This post is an older blog post on Hoop Thoughts The blog is written by Texas A & M Women’s Assistant Bob Starkey .
This past July, I spent as much time as possible picking the minds of coaches on the road in regard to defensive play. We are always looking to refine what we do — find ways to improve. One of the things I was asked a couple of times from some younger coaches are what considerations do you make in forming your defensive philosophy?
And it’s a great question.
First let me say that I think it is important that you do have a system of play defensively. You need to have a philosophy that says “this is how we are going to defend.” It needs to be surrounded by rules, principles and teaching but you must have a system as a centerpiece.
Let me state that I firmly believe that are a lot of different ways to play the game successfully — especially on the defensive side. If you look at the men’s game, you can look at three of the best teams in the nation and see three different systems of play.
Syracuse – great zone team
Duke – primary man to man team
Florida – excellent pressing team
During my younger days, two of the best teams in the country were Indiana and North Carolina. It was Bob Knight who played exclusively man to man defense, and Dean Smith who utilized a multiple defensive system. Coach Knight would say that it was “simplicity and execution” vs. “surprise and change,” though I believe execution is a big part of both.
So while it is important to know that the game can be played in a variety of ways, there are still some considerations I think coaches should give thought to.
Here are a few things that I think any good defensive systems would have:
- A good defensive system needs a consistent set of guidelines and principles that govern it and certainly some set rules. I believe that defense is more “rule” oriented than offense.
- A good defensive system needs to fit the players you have available. If you are on the high school level, you inherit the players that play for you. If you are on the collegiate level, you sometimes have a certainly type of player that you can recruit. Does your defensive system fit those players? Too often, coaches see a particular coach be successful and want to adapt his/her system of play and this can often time be a mistake. Do you have the make-up of a team that can play the way you want to play? If not, you must adjust your system. On the collegiate level you can attempted to adjust your recruiting.
- A good defensive systems needs to be flexible. I believe this even if you primarily play one set defense. The programs I have been involved with have been man-to-man defensive teams. Yet I think it is imperative that you can defend ball screens more than one way. I think it makes a major difference if you can defend the low post more than one way. I really believe that good defenses have a Plan A and a Plan B.
- A good defensive system needs allow you to beat/compete with the best teams in your league. I see teams that play a certain way (offensively and defensively) and they are successful to an extend but are unable to beat the best in their league or advance in the post-season. Give thought to what it takes to compete with those elite schools in your conference and make sure you defense gives you a chance to do just that.
- A good defensive system needs to have a means in which it can allow a team to comeback from a deficit. All teams fall behind and must play catch-up at some point and it is even more critical in the post-season. What can your system of play do to get you back in a game?

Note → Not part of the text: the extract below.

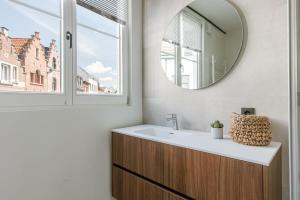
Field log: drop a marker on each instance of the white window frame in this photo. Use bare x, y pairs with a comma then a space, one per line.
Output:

- A good defensive system should have a transition defense philosophy. Again, it doesn’t matter if you are man-to-man, zone or multiple, what are the guidelines for your team getting back and being ready to defend?
- A good defensive system is backed up by good, formulated practice plans on a daily basis. Regardless of what defense you play, it is the teaching that allows it to be successful.
- A good defensive system is given the amount of importance and relevance from the coaching staff that helps a team understand why it is necessary for success. As Don Meyer would say, “It’s not what you teach, it’s what you emphasize.”
- A good defensive system should have a system of communication. Regardless of the type of defense you play, all good defenses communicate. Coach Krzyzewski has three phases of basketball: offense, defense, and communication. It much more than just “talking.” You communicate with your voice, your ears, your eyes, and your body.
A couple of quick thoughts in regard to a good defensive system of play, especially as it relates to man to man defense in the half-court is that I think in today’s game you have to have a plan that:
…has a strategy to defend the low post
…has a strategy to defend dribble penetration
…has a strategy to defend ball screens
Now certainly there are other things involved in good defense, but these three areas to me seem like where offensive teams are scoring from the most.
Within our defense, we have our “daily to-do list” of areas we want to cover in some form — whether it be in a part-method drill or through the emphasis of a whole-method drill. For us, things that our important daily include:
- Transition Defense
- Defending the Dribble
- Post Defense
- Contesting Shots
- Help and Recover
I could include communication in this list but it is a part of each one. But the point is, communication is taught and stressed each day.
Again, regardless of your style or system of play, you should have a list of daily things to cover in order to build or grow your defense. They don’t have to be the things I listed above but there should be a list of your systems defensive priorities.